Mr. Baldwin said that the flamboyant, outspoken Ms. Boone, from
whom he sometimes bought art, admitted this year that she had switched the
works.
“She said, ‘I didn’t want to disappoint you,’” he said.
Mr. Baldwin, who met Mr. Bleckner at parties in the Hamptons,
where the actor owns a home, became an admirer of his work in the 1990s. Mr.
Bleckner, who had a Guggenheim retrospective in 1995 at 45, had been an
ascendant art star of the 1980s. He belonged to a stable of young artists who
helped Ms. Boone build her reputation in the ’80s, though two of her stars from
that time, Eric Fischl and David Salle, have since left for rival dealers.
Mr. Baldwin bought his first Bleckner from Ms. Boone in 2010,
and during that transaction mentioned that he really wanted “Sea and Mirror.”

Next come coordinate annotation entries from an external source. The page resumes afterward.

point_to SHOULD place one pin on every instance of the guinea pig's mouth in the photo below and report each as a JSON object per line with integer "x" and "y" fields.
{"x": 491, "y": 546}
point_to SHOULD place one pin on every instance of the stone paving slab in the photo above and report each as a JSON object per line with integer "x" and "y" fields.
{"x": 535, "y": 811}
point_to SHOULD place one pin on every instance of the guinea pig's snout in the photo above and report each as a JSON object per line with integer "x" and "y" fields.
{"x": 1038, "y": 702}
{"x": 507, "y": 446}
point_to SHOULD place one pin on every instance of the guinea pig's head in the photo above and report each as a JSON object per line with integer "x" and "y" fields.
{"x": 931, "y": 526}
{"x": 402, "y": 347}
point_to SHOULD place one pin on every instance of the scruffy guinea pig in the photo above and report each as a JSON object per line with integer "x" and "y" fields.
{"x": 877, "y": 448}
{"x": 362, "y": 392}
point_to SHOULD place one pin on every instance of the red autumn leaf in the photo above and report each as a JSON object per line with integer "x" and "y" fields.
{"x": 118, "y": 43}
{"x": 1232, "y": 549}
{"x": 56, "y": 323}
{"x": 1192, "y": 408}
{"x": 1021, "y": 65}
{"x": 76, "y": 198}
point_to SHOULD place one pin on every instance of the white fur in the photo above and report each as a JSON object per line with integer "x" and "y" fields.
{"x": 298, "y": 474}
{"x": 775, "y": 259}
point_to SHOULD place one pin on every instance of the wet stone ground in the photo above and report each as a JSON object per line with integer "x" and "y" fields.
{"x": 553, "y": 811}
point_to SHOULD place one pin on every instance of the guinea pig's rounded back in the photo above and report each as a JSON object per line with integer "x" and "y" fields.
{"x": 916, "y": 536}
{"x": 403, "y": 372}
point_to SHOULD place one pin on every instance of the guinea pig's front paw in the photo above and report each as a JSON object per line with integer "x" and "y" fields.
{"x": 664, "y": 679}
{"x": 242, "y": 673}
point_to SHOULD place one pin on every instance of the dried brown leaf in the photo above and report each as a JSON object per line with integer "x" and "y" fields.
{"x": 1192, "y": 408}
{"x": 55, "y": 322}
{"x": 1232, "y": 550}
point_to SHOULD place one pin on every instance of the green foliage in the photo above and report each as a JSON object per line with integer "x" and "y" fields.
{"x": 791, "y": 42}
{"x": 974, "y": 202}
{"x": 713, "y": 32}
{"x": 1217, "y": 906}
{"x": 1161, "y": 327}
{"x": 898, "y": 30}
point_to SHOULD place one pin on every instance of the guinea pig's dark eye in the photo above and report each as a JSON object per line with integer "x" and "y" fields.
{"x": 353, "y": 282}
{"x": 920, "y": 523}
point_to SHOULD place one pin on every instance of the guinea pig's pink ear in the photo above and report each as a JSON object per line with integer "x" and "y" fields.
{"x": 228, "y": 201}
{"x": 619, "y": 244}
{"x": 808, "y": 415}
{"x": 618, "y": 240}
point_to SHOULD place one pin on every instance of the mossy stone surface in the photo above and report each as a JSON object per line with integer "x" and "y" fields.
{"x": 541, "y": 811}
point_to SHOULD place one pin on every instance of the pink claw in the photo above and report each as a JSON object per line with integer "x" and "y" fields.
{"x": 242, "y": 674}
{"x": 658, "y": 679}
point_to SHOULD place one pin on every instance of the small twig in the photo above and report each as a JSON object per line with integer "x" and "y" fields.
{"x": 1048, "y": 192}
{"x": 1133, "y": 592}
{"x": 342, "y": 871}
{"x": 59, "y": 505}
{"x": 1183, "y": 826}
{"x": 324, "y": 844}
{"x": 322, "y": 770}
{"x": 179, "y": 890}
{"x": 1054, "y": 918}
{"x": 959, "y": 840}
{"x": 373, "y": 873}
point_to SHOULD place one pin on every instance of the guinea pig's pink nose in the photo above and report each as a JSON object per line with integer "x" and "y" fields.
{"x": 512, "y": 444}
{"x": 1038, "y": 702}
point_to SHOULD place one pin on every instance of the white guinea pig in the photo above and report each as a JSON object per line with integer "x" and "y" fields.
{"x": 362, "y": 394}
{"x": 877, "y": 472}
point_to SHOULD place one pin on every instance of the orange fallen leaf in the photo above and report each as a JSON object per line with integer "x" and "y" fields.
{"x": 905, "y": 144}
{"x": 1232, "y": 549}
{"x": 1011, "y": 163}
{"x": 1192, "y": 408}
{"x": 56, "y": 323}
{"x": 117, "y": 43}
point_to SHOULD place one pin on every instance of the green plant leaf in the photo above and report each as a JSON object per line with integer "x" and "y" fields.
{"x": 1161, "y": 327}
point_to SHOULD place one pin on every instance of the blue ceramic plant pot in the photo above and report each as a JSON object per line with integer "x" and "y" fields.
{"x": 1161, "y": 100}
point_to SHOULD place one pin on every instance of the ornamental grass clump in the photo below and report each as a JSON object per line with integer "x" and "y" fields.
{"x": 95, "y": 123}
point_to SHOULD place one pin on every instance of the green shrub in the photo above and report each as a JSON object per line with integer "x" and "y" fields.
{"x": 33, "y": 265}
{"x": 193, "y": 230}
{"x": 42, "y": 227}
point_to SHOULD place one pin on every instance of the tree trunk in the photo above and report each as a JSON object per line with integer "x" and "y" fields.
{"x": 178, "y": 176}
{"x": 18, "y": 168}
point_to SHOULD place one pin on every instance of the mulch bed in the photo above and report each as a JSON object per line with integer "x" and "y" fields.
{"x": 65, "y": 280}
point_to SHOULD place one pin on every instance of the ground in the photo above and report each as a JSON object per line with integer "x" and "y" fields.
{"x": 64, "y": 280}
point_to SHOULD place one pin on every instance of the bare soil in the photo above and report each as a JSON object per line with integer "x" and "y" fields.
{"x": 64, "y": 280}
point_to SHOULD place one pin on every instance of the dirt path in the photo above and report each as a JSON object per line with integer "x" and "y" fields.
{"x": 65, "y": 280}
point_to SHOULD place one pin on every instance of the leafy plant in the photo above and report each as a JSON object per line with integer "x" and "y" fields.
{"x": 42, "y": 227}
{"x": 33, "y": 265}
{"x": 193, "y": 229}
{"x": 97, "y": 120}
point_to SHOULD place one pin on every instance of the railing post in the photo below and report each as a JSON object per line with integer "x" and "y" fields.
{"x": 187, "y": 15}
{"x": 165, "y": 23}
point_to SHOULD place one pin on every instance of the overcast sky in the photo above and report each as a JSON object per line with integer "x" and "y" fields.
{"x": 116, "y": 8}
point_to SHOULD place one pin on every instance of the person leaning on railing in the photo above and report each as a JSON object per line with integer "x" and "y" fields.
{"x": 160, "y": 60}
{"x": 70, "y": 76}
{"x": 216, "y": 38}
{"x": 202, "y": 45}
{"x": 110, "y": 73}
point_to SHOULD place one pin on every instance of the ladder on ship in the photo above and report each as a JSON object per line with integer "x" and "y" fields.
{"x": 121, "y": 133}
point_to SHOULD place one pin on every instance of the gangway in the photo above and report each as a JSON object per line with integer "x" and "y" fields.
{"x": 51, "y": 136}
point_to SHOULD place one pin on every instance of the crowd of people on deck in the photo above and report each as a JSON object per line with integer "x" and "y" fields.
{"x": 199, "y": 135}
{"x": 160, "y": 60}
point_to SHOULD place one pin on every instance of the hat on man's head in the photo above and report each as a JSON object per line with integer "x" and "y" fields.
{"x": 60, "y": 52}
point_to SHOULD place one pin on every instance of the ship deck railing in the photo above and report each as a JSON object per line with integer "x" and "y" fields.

The painting had sold at auction at Sotheby’s in 2007 for
$121,000. Ms. Boone told Mr. Baldwin in an email that the collector now sought
$175,000 for it.
“The Gallery normally charges ten to twenty percent for this
kind of transaction,” she wrote. “To make this a friendly deal, we would charge
you even less — $190,000,” before adding, “I know Ross is so thrilled for you
to have a painting and so am I.”
Mr. Poretz said that shortly afterward Mr. Baldwin was told that,
in fact, he was getting a different version of “Sea and Mirror.”
“By the time Alec Baldwin paid for the painting and it was
delivered to him, he should not have misunderstood what he purchased,” Mr.
Poretz said in his statement.
Mr. Baldwin denies he was ever told he would be receiving a
different work. He said that when he received the canvas, he noticed the
composition lacked a feathery quality in the brush strokes he had admired in
the photos of the work sold at Sotheby’s, and seemed brighter.
Ms. Boone told him, he said, that it had been newly cleaned as a
courtesy.
This year, his suspicions growing, he sent emails to Mr.
Bleckner and Ms. Boone inquiring about the collector from whom he had bought
the painting and about the cleaning.
According to copies of the emails, Mr. Bleckner responded that
he did not know the name of the collector. Mr. Baldwin says Mr. Bleckner did
not point out that that transaction had never gone through. Mr. Bleckner also
discussed how he might have done the cleaning.
“I would usually do
that,” he wrote to Mr. Baldwin, “although I don’t actually remember.”
Mr. Baldwin finally had a Sotheby’s expert compare his painting
to a catalog image from the 2007 auction.
The expert said, “This is not that painting,” Mr. Baldwin
recalled.
He then confronted Ms. Boone and Mr. Bleckner. He said they
acknowledged having given him another work. Mr. Baldwin has an email in which
Mr. Bleckner is deeply apologetic but does not directly address about what.
“im so sorry about all of this,” he wrote. “I feel so bad about
this … what can I do to make this up to you?”
He said Mr. Bleckner told him that he had started the painting
in 1996 and finished it in 2010, though he had dated it 1996.
“I don’t know what Ross knew,” Mr. Baldwin said. “Ross may have
been instructed to make a copy. I don’t know.”
This summer, as Mr. Baldwin complained to Ms. Boone, he gave her
an ultimatum.
“Deliver to me the painting that I bought. The one you sold me,”
he wrote in an email.
Ms. Boone again asked Sotheby’s to contact the owner of the
painting sold at auction in 2007, according to an email supplied by Mr.
Baldwin. The collector, whose identity remains a mystery, was still not
interested in selling.
Ms. Boone’s lawyer, Mr. Poretz, also contacted Mr. Baldwin to
try to settle the matter.
In an interview, Mr. Baldwin acknowledged that the work he has
was created by Mr. Bleckner and that it looks quite similar to the painting he
coveted. But he said it was not the work he had fallen in love with — not a
painting, in his view, created when the artist was at the peak of his fame.
Still, he told Ms. Boone in a recent email, he did not want to
hurt Mr. Bleckner. “I’m less worried about you, Mary,” he wrote, “as you are
more of an armadillo and I’m sure you have been blasting your way out of
corners like this on more than one occasion.”
Ms. Boone wrote back to say that she was working to get him the
work he wanted.
“I am not an Armadillo however,” she added.